Érase una vez un perrito que se llamaba Bico al que le había tocado una forma de vida muy ajetreada. Bico era un bichón habanero negro de precioso pelo largo. Su jornada era agitada, rutinaria. Incluso tenía un montón de responsabilidades para cuidar a sus amos.
Para empezar la jornada, se tenía que levantar a las seis y media de la mañana para que su compañero anduviera un rato. Hacía, sobre esa hora, alguna deposición en la calle para que su acompañante se agachase un poco con la bolsa de plástico, ya que el pobre pasaba muchas horas sentado y sabía que necesitaba mover la espalda. Después a las siete en punto lo dejaba en su estudio haciendo pilates y subía de manera relajada a la planta de arriba con su amorosa ama para colocarse en un rincón, dormitando un ratito primero y tras un descansito canino, se encaramaba a la cama de su compañera cumpliendo su función de despertador perruno mediante un batiburrillo de ladridos que sabía que eran molestos para ella. Si aún así se resistía pasaba al plan B, que podía consistir en una batería de opciones: o golpeaba el bebedero hasta que se levantara a ponerle agua (misión cumplida) o le daba un repentino ataque de cariño y le lamía el rostro, cosa que ella detestaba. Así conseguía que se levantara finalmente ya fuera frunciendo el ceño o murmurando (pero en pie al fin) y le diera una sobredosis de saludos matinales.
Más tarde, tenía varias tareas vitales. Llevaba a los amos al trabajo situado a unos tres metros de la puerta de casa, para lo cual tenía que despejar el camino de posibles malhechores inoportunos, gruñendo, ladrando de forma amenazante o fingiendo ser capaz de atacar a cualquiera. Una vez dentro de la oficina, era fundamental que les advirtiera de cualquier ruido sospechoso con un gruñido o que advirtiera de una llamada al timbre con una multitud de ladridos multitonales, no fuera que olvidarán que alguien podría intentar entrar en la oficina y pillarles… trabajando. Bico sabía bien que el mejor modo de alertarlos era sacándoles de su absurda quietud y meditación profunda con un cambio de ritmo. Si, por otro lado, notaba varias horas de inmovilidad y, a sabiendas de que el sedentarismo del trabajo era letal, tenía que armarse de paciencia y empezar a lloriquear hasta que, por fin, salían del letargo y los paseaba hasta una panadería o los sacaba a la calle ancha para que se despejaran un poco. Todo por su salud.

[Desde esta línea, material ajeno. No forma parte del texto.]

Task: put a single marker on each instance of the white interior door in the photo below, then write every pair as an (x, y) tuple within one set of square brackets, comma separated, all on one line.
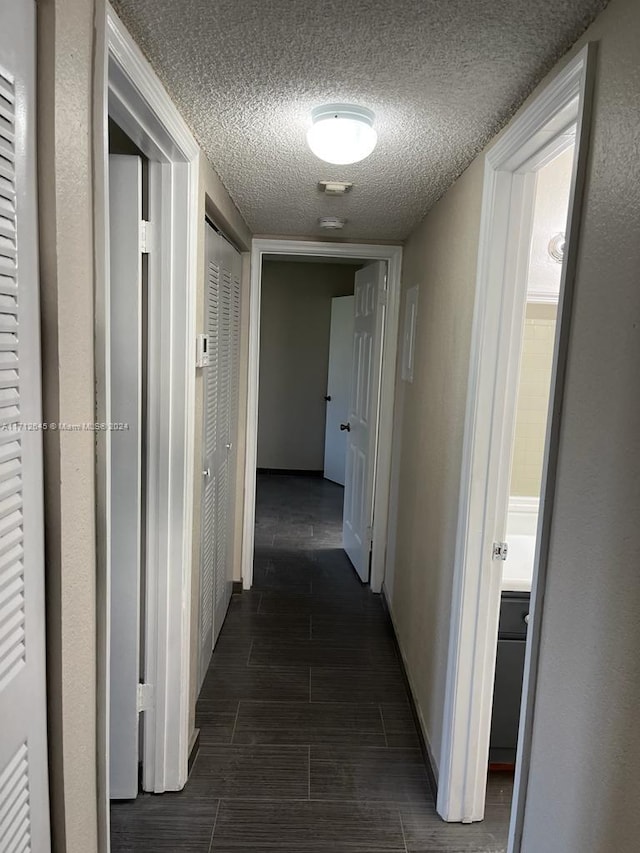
[(24, 800), (362, 425), (338, 387), (221, 377), (125, 215)]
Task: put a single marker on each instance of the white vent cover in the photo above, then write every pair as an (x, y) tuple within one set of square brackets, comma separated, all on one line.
[(335, 187)]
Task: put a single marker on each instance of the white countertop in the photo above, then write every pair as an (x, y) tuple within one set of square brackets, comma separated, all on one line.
[(517, 571)]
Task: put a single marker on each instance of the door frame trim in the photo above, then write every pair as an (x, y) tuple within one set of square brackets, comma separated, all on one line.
[(128, 90), (393, 256), (476, 591)]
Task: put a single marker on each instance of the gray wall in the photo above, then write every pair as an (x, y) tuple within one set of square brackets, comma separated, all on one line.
[(583, 786), (66, 44), (295, 319)]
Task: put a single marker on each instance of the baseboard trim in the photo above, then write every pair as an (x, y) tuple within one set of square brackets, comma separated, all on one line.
[(425, 748), (290, 472), (193, 751)]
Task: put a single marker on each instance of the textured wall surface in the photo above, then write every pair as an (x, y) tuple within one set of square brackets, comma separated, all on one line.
[(440, 257), (295, 324), (584, 790), (441, 78), (65, 64), (534, 385)]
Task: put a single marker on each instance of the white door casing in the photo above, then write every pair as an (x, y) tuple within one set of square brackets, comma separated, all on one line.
[(507, 199), (220, 412), (125, 215), (362, 425), (24, 798), (338, 387)]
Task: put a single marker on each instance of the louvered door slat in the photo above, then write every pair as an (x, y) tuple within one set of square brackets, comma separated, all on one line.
[(219, 427), (24, 807)]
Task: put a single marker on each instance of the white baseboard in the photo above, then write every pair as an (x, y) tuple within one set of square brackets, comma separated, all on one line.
[(423, 728)]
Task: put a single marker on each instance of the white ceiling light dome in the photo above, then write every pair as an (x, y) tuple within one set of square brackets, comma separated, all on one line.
[(342, 133)]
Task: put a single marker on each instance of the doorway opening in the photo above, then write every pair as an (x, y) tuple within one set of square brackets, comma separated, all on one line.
[(367, 441), (531, 207), (322, 332), (144, 395)]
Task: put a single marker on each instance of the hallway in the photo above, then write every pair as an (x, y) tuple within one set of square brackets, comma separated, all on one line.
[(307, 741)]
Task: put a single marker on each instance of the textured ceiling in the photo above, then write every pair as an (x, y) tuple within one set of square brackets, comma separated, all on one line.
[(441, 75)]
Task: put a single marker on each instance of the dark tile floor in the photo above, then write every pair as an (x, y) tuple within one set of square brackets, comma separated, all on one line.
[(307, 739)]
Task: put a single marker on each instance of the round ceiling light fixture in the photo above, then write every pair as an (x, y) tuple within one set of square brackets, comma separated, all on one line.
[(342, 133)]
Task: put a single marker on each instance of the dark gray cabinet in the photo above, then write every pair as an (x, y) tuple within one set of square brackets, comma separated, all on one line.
[(507, 691)]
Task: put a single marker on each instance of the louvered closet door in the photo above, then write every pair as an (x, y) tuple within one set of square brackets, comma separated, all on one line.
[(222, 315), (24, 806), (208, 543)]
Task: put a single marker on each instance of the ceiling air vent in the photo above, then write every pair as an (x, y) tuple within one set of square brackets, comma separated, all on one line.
[(334, 187), (331, 223)]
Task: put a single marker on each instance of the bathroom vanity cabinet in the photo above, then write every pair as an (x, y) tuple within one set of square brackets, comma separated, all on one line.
[(507, 692)]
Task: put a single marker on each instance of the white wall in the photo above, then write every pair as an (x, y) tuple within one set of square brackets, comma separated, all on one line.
[(534, 385), (583, 789), (295, 322)]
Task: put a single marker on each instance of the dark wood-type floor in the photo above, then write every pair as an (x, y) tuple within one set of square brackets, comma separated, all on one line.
[(307, 739)]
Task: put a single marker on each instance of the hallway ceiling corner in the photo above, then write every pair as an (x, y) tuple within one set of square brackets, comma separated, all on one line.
[(442, 78)]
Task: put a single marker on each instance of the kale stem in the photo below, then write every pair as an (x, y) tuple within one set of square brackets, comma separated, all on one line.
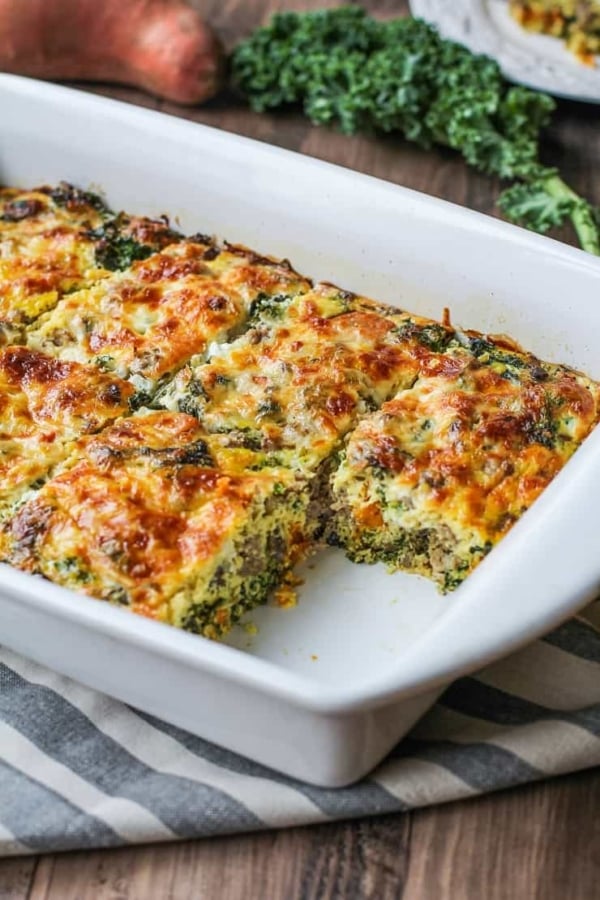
[(581, 214)]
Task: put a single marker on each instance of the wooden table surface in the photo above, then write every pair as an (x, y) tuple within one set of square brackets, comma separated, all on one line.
[(540, 841)]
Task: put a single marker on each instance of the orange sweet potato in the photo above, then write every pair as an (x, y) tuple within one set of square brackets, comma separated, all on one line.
[(162, 46)]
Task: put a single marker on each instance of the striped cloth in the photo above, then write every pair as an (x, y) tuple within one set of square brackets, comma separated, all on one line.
[(78, 769)]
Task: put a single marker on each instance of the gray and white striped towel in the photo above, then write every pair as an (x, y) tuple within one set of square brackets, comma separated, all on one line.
[(78, 769)]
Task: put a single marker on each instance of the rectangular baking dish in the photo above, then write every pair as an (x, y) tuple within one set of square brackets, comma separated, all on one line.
[(323, 691)]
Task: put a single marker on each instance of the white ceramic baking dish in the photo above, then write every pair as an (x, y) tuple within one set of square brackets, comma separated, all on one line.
[(322, 691)]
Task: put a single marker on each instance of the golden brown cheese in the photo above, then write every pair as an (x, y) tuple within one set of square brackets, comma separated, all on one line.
[(577, 22), (44, 406), (436, 477), (300, 377), (284, 411), (57, 240), (144, 517), (148, 321)]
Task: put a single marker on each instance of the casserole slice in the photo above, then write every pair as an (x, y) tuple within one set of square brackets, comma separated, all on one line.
[(431, 481), (46, 405), (145, 517), (300, 377), (57, 240), (147, 322)]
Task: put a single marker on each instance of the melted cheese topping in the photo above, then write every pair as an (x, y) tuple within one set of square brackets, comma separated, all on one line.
[(143, 517), (468, 448), (148, 321), (263, 385), (300, 377), (51, 243), (44, 406)]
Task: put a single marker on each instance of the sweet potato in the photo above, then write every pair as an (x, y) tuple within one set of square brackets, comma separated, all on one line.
[(162, 46)]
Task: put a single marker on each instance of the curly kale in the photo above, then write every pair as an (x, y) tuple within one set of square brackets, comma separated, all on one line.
[(347, 69)]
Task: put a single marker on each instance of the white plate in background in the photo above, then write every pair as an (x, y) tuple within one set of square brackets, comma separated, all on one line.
[(539, 61)]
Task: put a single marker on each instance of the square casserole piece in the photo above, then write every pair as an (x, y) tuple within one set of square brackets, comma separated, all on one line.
[(146, 516)]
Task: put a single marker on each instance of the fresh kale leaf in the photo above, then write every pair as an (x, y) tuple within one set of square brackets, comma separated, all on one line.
[(344, 68)]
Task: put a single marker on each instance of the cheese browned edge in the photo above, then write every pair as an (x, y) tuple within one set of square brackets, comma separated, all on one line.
[(435, 478), (289, 382)]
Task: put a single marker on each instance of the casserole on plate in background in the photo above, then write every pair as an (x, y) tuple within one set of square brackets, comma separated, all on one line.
[(324, 690)]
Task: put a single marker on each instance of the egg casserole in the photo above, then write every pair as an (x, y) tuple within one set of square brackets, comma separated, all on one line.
[(577, 22), (185, 420)]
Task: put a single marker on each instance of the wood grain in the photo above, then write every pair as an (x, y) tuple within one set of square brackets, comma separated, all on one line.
[(541, 842)]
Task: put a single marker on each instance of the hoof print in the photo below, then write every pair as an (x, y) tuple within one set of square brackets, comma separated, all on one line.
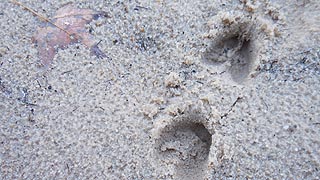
[(235, 49), (186, 144)]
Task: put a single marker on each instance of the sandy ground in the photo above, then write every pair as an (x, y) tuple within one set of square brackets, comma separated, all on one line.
[(190, 90)]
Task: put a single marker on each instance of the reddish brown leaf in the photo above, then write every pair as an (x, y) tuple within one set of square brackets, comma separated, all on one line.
[(68, 27)]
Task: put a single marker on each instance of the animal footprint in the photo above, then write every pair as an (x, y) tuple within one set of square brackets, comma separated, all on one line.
[(234, 48), (186, 144)]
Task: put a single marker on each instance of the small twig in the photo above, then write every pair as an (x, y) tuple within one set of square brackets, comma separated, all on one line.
[(39, 15)]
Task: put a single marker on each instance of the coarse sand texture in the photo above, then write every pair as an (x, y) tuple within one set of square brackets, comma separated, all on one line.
[(165, 89)]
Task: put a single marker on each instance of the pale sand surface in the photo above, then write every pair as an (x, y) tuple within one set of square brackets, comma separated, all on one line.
[(190, 90)]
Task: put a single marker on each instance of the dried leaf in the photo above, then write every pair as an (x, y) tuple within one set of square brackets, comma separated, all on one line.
[(66, 27)]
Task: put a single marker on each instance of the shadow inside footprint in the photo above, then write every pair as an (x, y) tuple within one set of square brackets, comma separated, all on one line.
[(187, 145), (234, 49)]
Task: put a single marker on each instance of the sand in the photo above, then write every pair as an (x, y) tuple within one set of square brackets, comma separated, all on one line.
[(189, 90)]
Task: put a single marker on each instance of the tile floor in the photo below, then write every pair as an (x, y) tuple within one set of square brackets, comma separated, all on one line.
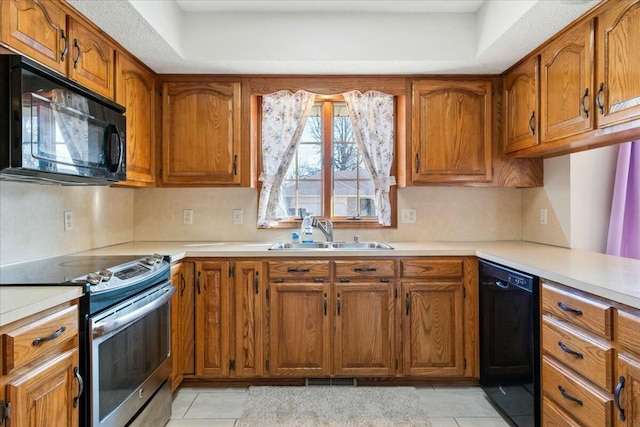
[(446, 406)]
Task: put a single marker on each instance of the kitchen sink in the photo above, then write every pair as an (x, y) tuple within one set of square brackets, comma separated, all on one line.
[(329, 245)]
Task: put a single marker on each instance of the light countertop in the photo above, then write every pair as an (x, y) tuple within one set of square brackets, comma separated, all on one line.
[(610, 277)]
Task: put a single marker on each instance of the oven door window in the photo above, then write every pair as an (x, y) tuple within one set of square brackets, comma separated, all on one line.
[(129, 356)]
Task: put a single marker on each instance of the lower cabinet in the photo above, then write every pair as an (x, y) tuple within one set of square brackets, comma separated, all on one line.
[(40, 380)]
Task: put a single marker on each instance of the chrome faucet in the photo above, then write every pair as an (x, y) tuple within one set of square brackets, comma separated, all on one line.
[(326, 229)]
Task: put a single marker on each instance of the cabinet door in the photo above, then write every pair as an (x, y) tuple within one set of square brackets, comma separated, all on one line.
[(36, 28), (627, 392), (201, 133), (299, 328), (46, 395), (248, 295), (212, 319), (432, 331), (135, 90), (618, 56), (451, 125), (567, 84), (521, 117), (92, 59), (364, 330)]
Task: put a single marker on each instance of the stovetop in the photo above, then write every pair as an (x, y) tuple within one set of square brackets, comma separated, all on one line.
[(63, 270)]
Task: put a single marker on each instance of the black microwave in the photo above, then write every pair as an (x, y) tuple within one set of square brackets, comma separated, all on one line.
[(53, 130)]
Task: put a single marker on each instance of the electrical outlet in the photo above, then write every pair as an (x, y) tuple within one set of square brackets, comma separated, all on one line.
[(187, 216), (543, 216), (68, 220), (237, 216), (408, 216)]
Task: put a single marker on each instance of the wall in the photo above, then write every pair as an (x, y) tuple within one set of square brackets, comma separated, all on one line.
[(443, 213), (577, 194), (32, 227)]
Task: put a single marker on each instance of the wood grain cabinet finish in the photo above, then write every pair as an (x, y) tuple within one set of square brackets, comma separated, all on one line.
[(182, 322), (213, 318), (451, 131), (567, 84), (617, 94), (38, 28), (40, 380), (521, 106), (135, 90), (201, 133), (92, 59)]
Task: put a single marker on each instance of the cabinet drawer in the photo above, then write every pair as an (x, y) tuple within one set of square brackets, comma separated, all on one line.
[(582, 311), (592, 358), (364, 268), (552, 416), (299, 270), (629, 331), (25, 344), (440, 269), (586, 403)]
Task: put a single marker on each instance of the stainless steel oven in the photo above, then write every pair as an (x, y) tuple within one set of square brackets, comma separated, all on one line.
[(130, 350)]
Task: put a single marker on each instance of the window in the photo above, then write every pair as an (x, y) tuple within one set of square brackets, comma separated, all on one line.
[(328, 177), (313, 158)]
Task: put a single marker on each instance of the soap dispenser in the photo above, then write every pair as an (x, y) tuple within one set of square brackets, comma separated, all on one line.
[(306, 231)]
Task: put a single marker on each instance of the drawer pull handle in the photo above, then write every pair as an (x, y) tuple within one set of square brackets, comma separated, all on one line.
[(568, 309), (80, 386), (568, 396), (568, 350), (51, 337), (616, 398), (298, 270)]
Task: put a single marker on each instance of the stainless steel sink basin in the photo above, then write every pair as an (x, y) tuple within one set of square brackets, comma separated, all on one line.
[(360, 245), (329, 245)]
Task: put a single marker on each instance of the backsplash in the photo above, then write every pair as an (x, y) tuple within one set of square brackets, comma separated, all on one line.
[(443, 213), (32, 219)]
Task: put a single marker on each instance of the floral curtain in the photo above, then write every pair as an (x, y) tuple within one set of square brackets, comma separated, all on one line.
[(624, 225), (284, 115), (372, 117)]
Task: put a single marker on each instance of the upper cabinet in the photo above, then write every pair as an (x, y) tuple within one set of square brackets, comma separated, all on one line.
[(521, 89), (618, 56), (44, 31), (567, 84), (135, 90), (451, 131), (201, 133)]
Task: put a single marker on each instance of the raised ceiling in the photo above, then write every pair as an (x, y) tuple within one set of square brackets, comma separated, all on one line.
[(331, 37)]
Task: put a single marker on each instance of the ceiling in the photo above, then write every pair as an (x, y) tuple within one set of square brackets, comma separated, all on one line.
[(331, 36)]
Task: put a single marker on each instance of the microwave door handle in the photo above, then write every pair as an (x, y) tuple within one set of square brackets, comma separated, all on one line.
[(109, 132), (101, 329)]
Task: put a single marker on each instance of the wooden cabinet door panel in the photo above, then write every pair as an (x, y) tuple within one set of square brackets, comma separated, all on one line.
[(36, 28), (92, 60), (452, 128), (567, 84), (433, 334), (201, 134), (618, 56), (135, 90), (521, 117), (299, 328), (364, 330), (212, 319), (44, 396), (627, 408), (248, 326)]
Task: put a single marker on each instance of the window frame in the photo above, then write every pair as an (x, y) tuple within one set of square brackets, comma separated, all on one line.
[(327, 180)]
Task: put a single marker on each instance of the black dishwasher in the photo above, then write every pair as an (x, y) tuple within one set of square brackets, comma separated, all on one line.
[(510, 342)]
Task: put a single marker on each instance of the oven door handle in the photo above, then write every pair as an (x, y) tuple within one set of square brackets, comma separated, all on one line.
[(101, 329)]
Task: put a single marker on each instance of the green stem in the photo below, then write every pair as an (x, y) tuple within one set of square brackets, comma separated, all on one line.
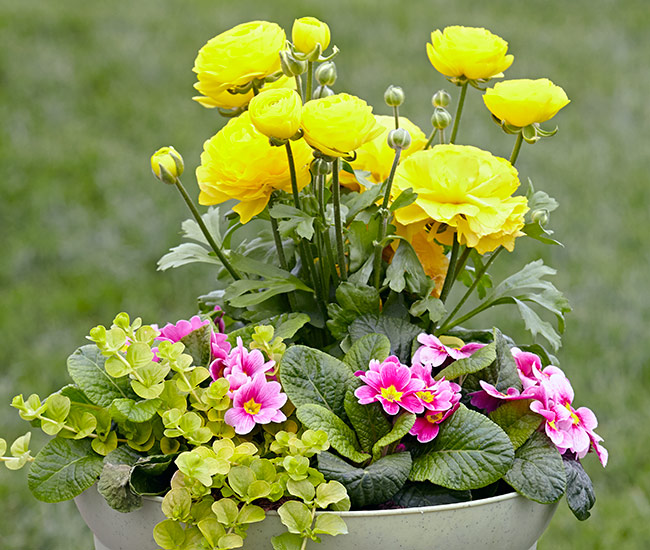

Como carga extra, le tocaba arrancarlos del trabajo y recordarles la importancia de alimentarse de manera cíclica y no darle al cuerpo una sobredosis de ayuno. En este sentido, usaba la táctica del perrito escalador y empezaba a caminar sobre sus dos patitas traseras y a arañar sus pantalones, seduciéndoles con su rostro más triste y enternecedor. Hora de comer.
Les dejaba un ratito de descanso en su vuelta al trabajo para hacer la digestión. A las dos horas, lanzaba una nueva andanada de ladridos insoportables hasta que desistían de su tarea y se decidían a dar, felices, un largo paseo lleno de paradas de reconocimiento olfativo y conversaciones maravillosas. Este era su momento más feliz: cuando sus compañeros reajustaban su relación más humana y reían, silbaban, le llamaban una y otra vez por su nombre. Además, jugaban a su juego favorito: subir y bajar escaleras y sudar mientras charlaban y proyectaban su vida, sus sueños y sus anhelos.
Y es que Bico, el bichón habanero, sabía por experiencia de otros canes que su papel era crucial en la vida de sus compañeros: mantenerles activos y recordarles que es fundamental parar y pasear. Los humanos necesitan encontrarse con otros humanos con perros y compartir sus puntos de vista mediante el diálogo y el reconocimiento mutuo. Como perro no os imagináis cómo les afectaba a los humanos cuando no los sacamos a que se relacionen y socializen con otros humanos, aunque sean de “razas de distintas”. Y, es que, aunque a veces deseara quedarme en el sillón royendo plácidamente mi hueso, me tengo que sacrificar cuidando a mis cuidadores. Por los perros mas viejos del vecindario sé lo importante que es poner un humano en tu vida y hacer el sacrificio de cuidarle, obligarle a salir, a recoger inmundicias y a pasear, aún sin ganas, cada tarde del año. Porque la salud, al final, es lo que importa. Y, al fin y al cabo, el hombre es el mejor amigo del perro.